Reconnaître une adventice au milieu d’un champ de blé ou de betteraves et lui administrer la juste dose d’herbicide au bon endroit : c’est le credo de la start-up Carbon Bee AgTech. Tout commence au milieu des années 2010. Gérald Germain, un informaticien spécialisé dans l’intelligence artificielle, crée un prototype dans son garage à Valence (Drôme). « Il s’agissait d’une caméra capable de reconnaître ce que l’œil ne voit pas et de l’interpréter ensuite grâce à un algorithme d’intelligence artificielle », explique ce Géo Trouvetout des temps modernes, âgé de 40 ans aujourd’hui.

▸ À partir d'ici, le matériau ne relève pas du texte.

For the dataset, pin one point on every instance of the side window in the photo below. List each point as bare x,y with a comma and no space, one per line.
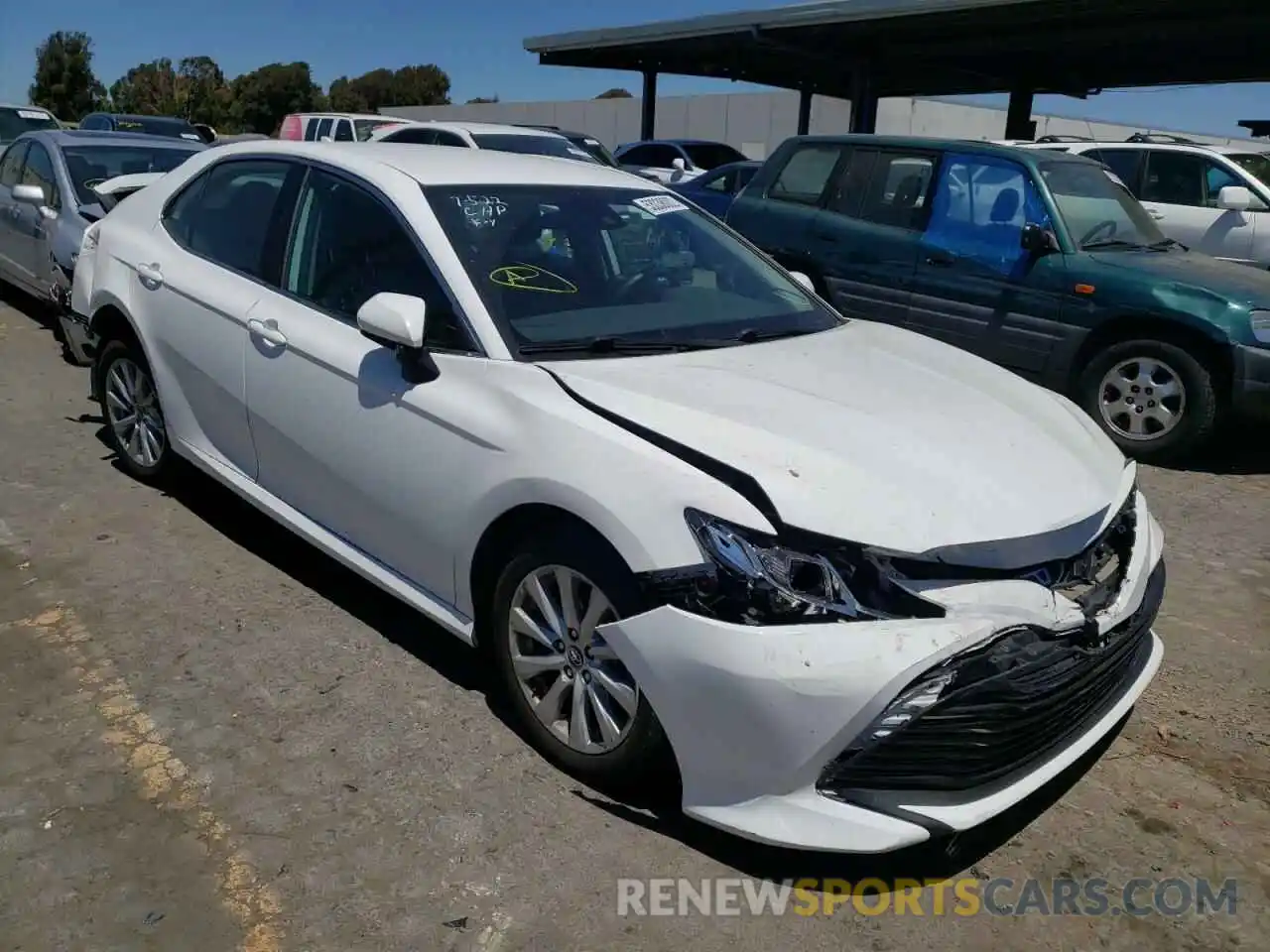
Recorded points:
1175,178
1123,162
225,213
1215,179
40,172
414,136
979,208
806,175
348,246
897,189
10,168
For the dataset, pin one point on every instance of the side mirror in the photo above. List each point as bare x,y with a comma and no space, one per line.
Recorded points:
804,281
397,321
1037,240
1234,198
30,194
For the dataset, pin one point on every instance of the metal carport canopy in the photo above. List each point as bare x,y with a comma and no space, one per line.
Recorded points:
943,48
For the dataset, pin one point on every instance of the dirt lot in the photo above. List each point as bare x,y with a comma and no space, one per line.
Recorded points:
214,739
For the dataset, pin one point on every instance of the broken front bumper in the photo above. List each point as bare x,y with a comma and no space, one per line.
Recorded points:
762,719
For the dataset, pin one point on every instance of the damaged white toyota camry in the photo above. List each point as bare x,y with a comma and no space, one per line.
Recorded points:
862,587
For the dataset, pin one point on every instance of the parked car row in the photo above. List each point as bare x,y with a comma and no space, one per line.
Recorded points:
856,587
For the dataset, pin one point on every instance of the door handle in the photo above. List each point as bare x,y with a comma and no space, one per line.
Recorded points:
267,330
151,275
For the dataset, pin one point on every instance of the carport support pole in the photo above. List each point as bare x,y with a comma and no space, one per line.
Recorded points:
648,105
804,112
864,102
1019,123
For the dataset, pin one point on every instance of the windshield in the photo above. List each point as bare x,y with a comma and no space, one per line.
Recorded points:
14,122
365,128
711,155
90,166
1096,207
566,264
1256,164
532,145
158,126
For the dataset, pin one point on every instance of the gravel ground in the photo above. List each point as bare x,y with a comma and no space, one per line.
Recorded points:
216,738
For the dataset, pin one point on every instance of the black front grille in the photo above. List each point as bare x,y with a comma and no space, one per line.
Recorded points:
1006,706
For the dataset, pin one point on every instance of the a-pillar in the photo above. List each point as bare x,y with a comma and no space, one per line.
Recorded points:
864,102
648,105
1019,123
804,112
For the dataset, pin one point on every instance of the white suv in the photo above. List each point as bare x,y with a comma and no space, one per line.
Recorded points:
1211,198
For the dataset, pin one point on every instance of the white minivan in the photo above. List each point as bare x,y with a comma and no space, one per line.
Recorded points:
1211,198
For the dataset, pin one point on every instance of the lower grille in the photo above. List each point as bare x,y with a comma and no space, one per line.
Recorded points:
1000,708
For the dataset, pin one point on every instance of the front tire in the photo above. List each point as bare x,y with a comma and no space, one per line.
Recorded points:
570,690
1153,399
135,422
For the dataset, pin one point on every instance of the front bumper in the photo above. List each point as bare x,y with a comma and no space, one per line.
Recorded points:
756,714
1251,393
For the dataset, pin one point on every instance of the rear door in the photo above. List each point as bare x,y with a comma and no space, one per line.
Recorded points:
866,240
778,209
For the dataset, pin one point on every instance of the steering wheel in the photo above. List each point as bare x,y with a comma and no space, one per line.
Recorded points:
1109,226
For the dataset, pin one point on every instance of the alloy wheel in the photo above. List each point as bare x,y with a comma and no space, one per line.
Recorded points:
134,414
1142,399
571,676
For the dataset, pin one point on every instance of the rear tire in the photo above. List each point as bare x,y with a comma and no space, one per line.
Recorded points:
135,424
608,697
1153,399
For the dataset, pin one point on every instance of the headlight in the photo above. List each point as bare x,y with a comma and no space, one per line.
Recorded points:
756,579
1260,321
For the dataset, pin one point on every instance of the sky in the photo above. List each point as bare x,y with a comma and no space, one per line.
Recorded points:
479,45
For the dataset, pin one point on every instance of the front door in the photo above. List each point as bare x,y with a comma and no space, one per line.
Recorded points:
974,285
1179,190
199,275
867,236
341,436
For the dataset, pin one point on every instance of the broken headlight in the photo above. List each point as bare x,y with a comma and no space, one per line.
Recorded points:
756,579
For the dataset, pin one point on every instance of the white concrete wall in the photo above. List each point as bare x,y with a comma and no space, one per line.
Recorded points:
758,122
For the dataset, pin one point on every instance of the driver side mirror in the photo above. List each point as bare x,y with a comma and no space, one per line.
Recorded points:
1038,240
398,322
33,195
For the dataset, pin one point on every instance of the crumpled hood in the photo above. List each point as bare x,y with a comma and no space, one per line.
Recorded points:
874,434
1197,273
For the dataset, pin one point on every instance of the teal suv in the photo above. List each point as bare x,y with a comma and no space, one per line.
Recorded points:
1040,262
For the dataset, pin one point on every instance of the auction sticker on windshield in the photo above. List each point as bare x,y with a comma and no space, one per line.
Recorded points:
661,204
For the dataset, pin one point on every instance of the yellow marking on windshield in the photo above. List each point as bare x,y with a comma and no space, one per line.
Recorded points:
526,277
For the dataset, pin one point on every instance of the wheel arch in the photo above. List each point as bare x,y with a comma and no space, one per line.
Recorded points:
1207,345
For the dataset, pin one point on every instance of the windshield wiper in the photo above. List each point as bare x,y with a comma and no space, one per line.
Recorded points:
1111,243
619,345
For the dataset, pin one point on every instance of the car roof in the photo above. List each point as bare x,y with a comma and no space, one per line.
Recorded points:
444,166
80,137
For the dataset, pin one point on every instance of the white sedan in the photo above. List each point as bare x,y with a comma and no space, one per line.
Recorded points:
857,587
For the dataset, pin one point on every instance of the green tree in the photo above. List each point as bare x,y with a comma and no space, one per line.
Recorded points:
64,76
148,89
421,85
263,96
203,94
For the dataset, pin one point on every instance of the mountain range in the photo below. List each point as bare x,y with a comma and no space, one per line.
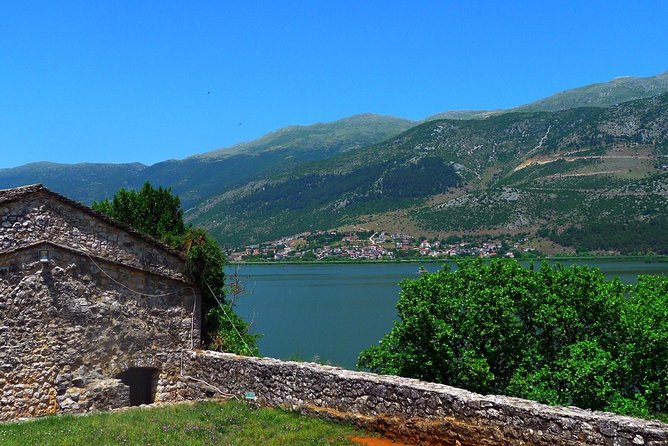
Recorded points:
585,168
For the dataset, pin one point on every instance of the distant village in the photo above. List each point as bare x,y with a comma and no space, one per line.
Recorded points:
366,245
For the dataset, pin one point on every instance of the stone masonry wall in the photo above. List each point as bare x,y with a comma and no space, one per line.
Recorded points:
416,411
40,216
67,329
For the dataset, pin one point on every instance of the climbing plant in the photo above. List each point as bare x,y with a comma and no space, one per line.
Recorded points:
158,213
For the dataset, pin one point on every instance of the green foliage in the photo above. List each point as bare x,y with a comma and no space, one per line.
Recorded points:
554,334
157,212
203,423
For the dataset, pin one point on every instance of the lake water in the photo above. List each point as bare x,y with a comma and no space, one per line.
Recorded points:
330,313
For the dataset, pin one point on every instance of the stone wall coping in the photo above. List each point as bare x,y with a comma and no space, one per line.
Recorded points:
15,194
94,257
532,408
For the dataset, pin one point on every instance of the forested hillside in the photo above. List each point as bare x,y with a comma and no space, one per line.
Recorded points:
559,173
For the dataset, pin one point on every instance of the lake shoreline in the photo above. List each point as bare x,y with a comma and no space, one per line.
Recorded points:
647,259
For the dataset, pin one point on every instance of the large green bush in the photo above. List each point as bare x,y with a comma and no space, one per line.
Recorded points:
559,335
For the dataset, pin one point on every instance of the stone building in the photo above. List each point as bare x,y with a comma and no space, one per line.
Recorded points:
92,313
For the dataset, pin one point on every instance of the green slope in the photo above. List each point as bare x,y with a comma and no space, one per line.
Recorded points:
522,171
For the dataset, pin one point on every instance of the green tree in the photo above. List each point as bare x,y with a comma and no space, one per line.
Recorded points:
554,334
158,213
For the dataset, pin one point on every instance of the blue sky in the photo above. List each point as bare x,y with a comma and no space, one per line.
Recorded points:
123,81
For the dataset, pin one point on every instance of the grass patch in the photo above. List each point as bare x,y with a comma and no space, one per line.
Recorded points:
201,423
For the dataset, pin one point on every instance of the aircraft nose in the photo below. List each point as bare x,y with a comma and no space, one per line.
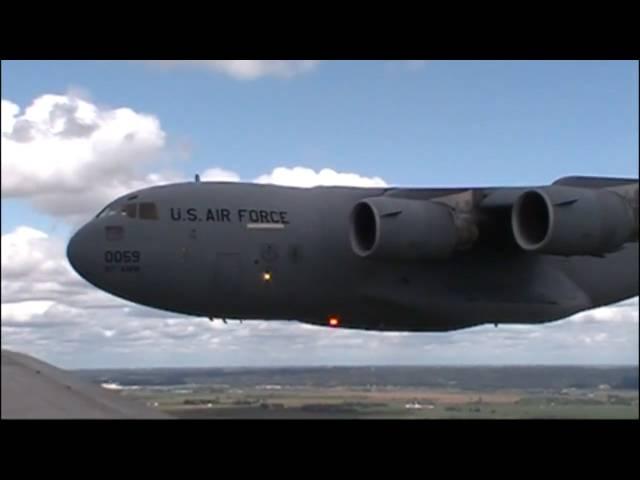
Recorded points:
77,252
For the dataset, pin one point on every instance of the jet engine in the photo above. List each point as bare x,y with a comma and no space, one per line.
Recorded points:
569,221
403,229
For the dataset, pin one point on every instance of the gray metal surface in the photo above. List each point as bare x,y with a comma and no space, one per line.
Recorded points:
252,251
33,389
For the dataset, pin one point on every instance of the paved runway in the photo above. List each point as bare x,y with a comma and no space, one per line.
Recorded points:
34,389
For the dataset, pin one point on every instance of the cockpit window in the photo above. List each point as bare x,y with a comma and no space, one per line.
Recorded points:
130,210
144,210
106,211
148,211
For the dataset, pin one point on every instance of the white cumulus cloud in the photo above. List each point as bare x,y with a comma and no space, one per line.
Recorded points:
68,157
244,69
307,177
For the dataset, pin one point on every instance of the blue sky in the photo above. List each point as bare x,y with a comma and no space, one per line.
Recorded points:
443,123
434,123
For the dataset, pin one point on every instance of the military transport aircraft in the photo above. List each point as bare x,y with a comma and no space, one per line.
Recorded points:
400,259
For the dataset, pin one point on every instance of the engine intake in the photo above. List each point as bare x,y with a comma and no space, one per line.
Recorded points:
573,221
396,228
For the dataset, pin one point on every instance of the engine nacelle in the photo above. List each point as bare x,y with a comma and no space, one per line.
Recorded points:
402,229
573,221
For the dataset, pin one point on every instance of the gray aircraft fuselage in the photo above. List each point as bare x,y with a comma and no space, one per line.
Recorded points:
252,251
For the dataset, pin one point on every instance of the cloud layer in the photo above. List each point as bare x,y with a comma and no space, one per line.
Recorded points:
244,69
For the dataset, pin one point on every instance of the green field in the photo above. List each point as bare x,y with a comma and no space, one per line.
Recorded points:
389,403
548,392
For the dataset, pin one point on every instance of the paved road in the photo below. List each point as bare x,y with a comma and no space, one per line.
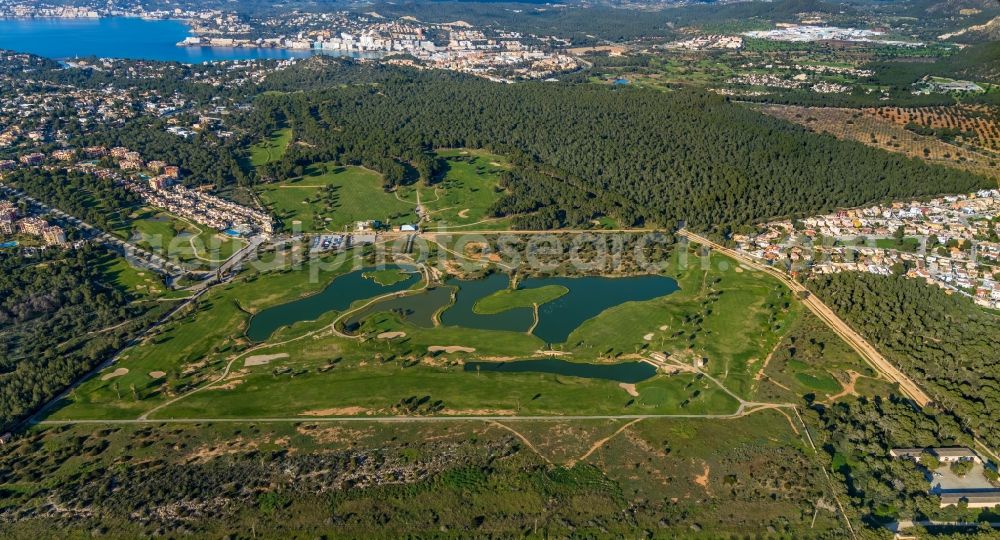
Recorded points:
814,304
736,414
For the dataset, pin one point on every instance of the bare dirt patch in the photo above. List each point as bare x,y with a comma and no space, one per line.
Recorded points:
210,451
262,359
449,349
333,434
702,479
114,374
630,388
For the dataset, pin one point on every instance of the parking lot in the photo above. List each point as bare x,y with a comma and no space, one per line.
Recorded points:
944,480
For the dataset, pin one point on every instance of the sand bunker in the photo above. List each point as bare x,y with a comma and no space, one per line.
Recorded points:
263,359
449,348
630,388
116,373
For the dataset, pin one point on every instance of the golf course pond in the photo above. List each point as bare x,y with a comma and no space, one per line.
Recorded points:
343,291
586,297
623,372
583,298
563,303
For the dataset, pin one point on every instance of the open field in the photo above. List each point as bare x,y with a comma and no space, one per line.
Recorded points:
270,149
555,477
724,320
464,194
505,300
139,283
885,129
332,198
177,238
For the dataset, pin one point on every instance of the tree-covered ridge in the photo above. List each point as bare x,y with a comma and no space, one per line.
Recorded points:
649,158
944,341
856,436
49,305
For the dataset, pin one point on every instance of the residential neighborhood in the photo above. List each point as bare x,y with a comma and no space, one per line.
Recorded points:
949,241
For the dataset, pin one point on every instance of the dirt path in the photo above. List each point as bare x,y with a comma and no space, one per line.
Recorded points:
848,387
523,439
814,304
601,442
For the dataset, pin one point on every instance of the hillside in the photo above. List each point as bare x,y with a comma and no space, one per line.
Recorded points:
633,154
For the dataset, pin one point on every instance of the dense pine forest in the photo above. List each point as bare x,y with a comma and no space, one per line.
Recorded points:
944,341
856,436
645,157
58,319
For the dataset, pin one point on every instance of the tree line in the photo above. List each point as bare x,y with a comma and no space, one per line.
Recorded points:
648,158
945,342
51,304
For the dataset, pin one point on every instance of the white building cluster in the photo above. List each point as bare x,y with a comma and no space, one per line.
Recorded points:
951,241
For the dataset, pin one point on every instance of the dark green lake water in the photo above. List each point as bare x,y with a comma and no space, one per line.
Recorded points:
587,297
337,296
469,291
418,309
626,372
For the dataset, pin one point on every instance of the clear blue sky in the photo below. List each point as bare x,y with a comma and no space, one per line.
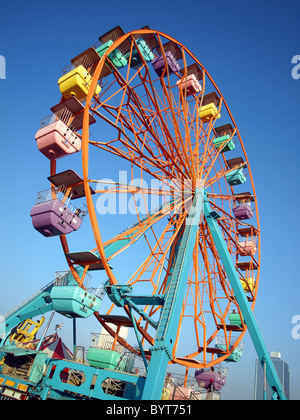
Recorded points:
247,47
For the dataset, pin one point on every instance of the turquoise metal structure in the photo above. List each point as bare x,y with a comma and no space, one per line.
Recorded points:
51,385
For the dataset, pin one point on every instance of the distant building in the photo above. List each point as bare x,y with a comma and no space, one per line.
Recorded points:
283,371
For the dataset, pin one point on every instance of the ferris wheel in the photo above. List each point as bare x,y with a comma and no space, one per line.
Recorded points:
142,103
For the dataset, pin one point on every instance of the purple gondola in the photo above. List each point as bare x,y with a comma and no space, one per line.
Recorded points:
51,216
242,212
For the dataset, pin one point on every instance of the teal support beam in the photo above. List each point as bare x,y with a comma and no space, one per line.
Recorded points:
242,301
161,352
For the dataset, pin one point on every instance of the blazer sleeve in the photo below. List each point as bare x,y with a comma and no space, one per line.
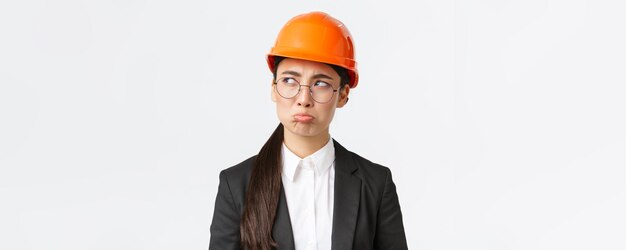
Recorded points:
389,228
226,218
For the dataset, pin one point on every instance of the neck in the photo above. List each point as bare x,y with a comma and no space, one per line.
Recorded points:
304,146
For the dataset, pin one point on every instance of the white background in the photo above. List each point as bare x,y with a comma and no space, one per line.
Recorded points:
502,121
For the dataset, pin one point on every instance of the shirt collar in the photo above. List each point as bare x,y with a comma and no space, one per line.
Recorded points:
322,159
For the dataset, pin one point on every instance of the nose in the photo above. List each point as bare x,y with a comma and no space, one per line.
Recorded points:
304,98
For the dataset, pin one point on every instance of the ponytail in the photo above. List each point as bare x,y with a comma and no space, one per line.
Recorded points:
262,195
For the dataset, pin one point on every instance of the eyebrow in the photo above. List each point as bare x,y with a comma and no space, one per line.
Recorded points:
316,76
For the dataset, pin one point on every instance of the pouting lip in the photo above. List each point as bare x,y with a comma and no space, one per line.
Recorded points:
303,114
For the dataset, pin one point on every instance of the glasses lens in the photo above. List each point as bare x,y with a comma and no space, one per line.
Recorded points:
287,87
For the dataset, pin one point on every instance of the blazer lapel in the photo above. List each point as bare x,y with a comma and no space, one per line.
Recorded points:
346,201
281,231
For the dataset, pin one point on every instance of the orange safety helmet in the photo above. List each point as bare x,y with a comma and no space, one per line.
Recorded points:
318,37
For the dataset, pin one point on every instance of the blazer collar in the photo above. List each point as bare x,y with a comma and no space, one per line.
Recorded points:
345,210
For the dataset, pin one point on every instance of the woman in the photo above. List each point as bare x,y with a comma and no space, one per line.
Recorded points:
304,190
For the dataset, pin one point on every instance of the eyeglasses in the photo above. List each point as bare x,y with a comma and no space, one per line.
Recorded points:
320,91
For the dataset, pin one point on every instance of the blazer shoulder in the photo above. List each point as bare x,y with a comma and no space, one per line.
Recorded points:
238,176
369,166
239,169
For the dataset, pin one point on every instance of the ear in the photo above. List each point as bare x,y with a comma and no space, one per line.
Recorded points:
343,96
273,93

Il s’associe avec des amis pour financer le développement de son innovation. La start-up Carbon Bee est créée en 2015. Durant quatre ans, ils se financent sur fonds propres et frappent à plusieurs portes. Ils entrent en contact avec des industriels des produits phytosanitaires comme Corteva et des fabricants de pulvérisateurs comme Berthoud et Kuhn. Tous engagent des tests grandeur nature avec des prototypes. Le principe ? Des caméras hyperspectrales sont installées sur la rampe du pulvérisateur tous les 3 mètres. Elles permettent de donner des informations sur la forme et la texture de la plante et de confirmer ou non la présence d’une adventice. « La reconnaissance doit se faire très vite, en un cinquième de seconde maximum, le temps que le jet arrive et que la buse s’ouvre. Un désherbage de qualité se fait entre 12 et 18 km/h pour éviter le maximum de dérive », explique Gérald Germain.

1 500 euros le mètre en 2021

Différents modèles sont proposés, en fonction du produit utilisé et de la culture traitée. « Sur maïs, nous avons quatre modèles possibles : tous sauf maïs, vivaces, dicotylédones et stress en azote », ajoute le fondateur de Carbon Bee. Mais, pour l’instant, les équipements proposés par Carbon Bee tardent encore à être commercialisés. « Ils sont en phase de pré-série et testés en plein champ par des agriculteurs partenaires », souligne Gérald Germain. Le prix de vente reste un frein. Il faut compter environ 2 500 euros pour un mètre de la rampe à équiper, soit 25 000 euros pour une rampe de 10 mètres ! « Mais cela permet de diviser par dix la quantité de produit pulvérisé sur un désherbage de rattrapage », insiste le fondateur de Carbon Bee, qui affirme que pour une exploitation de 400 à 500 ha, le retour sur investissement se fait entre 3 et 4 ans. Carbon Bee, qui a réalisé 2 millions d’euros de chiffre d’affaires en 2020, travaille à réduire sensiblement ses tarifs, avec des caméras moins coûteuses. Le prix pourrait descendre au printemps à 1 500 euros le mètre, avance Gérald Germain. « Avec les différentes subventions du gouvernement pour renouveler son pulvérisateur, le surcoût de l’équipement pourrait être pris en charge à près de 100 % », promet-il. De quoi permettre un lancement en grande série, peut-être en 2021. D’ici cinq ans, Carbon Bee espère atteindre 30 millions d’euros de chiffre d’affaires.